Top

DC Edit | Diwali Worsens NCR's Toxic Air

The Supreme Court order allowing the sale of green firecrackers, which are thought to be 30 per cent less polluting, in avowedly restricted hours after a ban had been in place for five years opened a Pandora’s Box

Diwali fireworks and firecrackers choked Delhi and the NCR with air quality monitoring stations seeing the index hit the red zone. This blows away all arguments over standard causes of Delhi-NCR pollution like traffic, power plants, heavy industries, construction-demolition dust and the seasonal stubble-burning in Punjab contributing most to making the air barely breathable for all citizens.

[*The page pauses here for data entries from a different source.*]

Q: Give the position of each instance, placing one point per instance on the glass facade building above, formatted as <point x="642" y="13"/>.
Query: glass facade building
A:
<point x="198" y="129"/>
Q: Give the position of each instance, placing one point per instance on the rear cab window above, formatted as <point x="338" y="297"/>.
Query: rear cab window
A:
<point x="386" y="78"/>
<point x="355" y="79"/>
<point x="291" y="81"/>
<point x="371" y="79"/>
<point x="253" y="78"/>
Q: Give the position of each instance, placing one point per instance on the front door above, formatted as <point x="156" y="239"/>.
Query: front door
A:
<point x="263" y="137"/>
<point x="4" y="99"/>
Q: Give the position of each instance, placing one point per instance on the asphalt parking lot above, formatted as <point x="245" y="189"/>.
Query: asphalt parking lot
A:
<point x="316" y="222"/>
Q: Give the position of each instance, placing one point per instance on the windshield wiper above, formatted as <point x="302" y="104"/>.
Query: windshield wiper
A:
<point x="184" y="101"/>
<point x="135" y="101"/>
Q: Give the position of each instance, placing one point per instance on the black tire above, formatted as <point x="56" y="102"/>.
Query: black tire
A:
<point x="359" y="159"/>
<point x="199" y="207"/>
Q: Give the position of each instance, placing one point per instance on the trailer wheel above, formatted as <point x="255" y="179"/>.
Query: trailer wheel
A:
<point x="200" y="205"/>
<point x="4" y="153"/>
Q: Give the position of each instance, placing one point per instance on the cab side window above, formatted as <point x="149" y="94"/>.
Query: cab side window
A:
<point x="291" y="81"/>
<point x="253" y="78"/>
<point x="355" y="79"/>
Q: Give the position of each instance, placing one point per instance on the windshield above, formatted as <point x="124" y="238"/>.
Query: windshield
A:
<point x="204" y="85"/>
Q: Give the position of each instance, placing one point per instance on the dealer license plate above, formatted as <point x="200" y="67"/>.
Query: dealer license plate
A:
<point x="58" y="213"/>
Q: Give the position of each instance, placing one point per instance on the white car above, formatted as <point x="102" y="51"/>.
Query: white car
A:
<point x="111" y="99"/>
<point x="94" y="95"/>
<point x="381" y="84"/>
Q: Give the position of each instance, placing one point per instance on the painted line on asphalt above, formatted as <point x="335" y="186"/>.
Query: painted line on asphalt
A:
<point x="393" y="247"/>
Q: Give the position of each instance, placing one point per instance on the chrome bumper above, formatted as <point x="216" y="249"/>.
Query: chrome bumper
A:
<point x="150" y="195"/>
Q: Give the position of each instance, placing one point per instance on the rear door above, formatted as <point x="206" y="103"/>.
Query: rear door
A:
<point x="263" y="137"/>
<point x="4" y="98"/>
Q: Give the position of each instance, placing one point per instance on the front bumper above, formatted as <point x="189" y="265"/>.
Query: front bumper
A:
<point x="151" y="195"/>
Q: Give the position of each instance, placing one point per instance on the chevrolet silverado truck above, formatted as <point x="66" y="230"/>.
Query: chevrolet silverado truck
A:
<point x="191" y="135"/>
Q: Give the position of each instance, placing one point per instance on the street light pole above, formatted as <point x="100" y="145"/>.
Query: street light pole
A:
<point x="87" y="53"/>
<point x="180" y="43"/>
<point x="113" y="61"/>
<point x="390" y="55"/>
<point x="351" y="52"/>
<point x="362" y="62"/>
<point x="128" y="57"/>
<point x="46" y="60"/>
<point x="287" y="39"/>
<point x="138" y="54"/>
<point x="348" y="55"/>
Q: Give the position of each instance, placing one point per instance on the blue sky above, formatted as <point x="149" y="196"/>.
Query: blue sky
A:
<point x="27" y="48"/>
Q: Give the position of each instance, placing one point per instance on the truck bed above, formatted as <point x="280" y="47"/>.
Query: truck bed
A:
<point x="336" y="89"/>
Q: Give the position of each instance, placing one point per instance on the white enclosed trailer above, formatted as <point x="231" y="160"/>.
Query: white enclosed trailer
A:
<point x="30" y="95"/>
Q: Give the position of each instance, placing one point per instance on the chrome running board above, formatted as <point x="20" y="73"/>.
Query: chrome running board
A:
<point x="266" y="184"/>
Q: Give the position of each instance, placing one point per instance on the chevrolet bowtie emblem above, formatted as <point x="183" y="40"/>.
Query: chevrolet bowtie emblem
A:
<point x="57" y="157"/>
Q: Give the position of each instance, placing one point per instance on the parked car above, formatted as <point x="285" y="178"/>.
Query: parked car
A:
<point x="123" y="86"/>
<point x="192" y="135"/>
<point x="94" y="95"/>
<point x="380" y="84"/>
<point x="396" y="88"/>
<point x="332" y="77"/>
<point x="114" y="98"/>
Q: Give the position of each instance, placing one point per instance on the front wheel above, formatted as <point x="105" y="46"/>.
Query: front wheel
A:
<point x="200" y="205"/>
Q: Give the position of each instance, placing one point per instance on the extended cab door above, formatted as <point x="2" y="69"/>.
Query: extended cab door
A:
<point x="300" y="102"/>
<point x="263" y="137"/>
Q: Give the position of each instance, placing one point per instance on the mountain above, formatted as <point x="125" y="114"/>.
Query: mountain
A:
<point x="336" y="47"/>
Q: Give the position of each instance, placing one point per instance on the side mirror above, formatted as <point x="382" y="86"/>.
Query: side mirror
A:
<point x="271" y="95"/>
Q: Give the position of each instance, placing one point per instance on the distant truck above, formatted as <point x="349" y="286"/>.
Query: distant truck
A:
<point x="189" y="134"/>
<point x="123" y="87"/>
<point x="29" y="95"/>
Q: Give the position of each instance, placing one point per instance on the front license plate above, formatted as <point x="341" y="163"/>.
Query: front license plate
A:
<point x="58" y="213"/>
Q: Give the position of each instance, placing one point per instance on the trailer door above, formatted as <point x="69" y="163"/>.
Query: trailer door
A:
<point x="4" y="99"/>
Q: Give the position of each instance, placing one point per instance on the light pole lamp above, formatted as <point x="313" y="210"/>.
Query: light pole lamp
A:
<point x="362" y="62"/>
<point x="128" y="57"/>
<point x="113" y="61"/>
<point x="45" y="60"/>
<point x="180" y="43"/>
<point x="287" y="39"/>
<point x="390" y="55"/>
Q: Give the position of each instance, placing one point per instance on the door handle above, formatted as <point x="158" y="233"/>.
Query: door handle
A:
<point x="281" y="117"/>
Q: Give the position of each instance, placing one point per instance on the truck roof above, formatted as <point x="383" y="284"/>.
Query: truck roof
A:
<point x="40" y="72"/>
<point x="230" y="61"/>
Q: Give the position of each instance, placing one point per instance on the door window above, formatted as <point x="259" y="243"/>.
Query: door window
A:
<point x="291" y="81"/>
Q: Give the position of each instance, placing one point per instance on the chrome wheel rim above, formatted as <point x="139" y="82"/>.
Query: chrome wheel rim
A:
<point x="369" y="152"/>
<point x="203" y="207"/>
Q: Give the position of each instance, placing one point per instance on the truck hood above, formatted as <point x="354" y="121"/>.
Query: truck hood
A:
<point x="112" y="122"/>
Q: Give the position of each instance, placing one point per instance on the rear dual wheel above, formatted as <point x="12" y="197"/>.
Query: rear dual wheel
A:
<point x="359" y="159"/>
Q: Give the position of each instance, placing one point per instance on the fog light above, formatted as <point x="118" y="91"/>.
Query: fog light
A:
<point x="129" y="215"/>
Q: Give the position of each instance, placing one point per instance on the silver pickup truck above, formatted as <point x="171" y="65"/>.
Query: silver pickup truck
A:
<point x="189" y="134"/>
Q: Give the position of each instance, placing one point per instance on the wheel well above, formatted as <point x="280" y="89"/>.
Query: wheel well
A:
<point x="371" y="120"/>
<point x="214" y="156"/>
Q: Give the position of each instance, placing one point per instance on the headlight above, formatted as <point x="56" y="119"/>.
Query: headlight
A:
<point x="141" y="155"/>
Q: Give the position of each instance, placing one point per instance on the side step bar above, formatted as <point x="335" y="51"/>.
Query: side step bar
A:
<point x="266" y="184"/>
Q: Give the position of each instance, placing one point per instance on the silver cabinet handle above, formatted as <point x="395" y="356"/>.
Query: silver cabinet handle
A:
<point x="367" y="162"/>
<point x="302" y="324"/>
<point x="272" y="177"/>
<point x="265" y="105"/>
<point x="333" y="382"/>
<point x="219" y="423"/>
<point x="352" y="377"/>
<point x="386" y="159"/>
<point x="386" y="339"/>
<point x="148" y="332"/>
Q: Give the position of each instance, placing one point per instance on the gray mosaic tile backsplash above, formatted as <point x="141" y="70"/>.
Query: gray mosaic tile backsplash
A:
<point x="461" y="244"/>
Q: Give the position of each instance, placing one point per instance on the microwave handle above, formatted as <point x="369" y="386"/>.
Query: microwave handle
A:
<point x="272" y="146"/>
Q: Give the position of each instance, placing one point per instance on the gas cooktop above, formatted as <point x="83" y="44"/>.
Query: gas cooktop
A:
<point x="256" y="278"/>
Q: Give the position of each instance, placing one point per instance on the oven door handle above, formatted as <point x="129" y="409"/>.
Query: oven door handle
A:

The average AQI readings for Delhi on October 17, 206, October 18, 214, October 19 236 and October 21 345 clearly tell the tale of firecrackers being principally responsible for the sudden spike. Firecrackers are the biggest polluters, and a way must be found to reduce them as the major medium of celebrating the national festival of Diwali, which is a festival of lights rather than sound.

The Supreme Court order allowing the sale of green firecrackers, which are thought to be 30 per cent less polluting, in avowedly restricted hours after a ban had been in place for five years opened a Pandora’s Box. The regulation was not only unenforceable, but it also unbolted the door for the non-green varieties to slip in with fake labels.

Everyone should be able to enjoy the festivities that are also marked by so many other ways of celebrating — conducting pujas, lighting diyas or lamps, partaking of sweets and savouries, and wearing new clothes — besides setting off fireworks. Bans are not a panacea because they are never easily enforceable, but the ban on firecrackers around Delhi may have helped somewhat, at least in teaching a lesson to those celebrating colourfully and loudly with fireworks that the whole NCR population does not have to face a seasonal pollution rise though some of it is inevitable in winter.

It may take years for emerging generations to be taught how air pollution shortens lifespans or even kills vulnerable people. Situated in landlocked plains, the NCR does not have the privilege of the sea breeze dispersing the polluted air like metropolises on the coast. The toxic air of winter over the national capital New Delhi, laced with the smoke of fireworks, only gets worse around Diwali. Light less firecrackers and learn to enjoy the festival in less harmful ways is the lesson.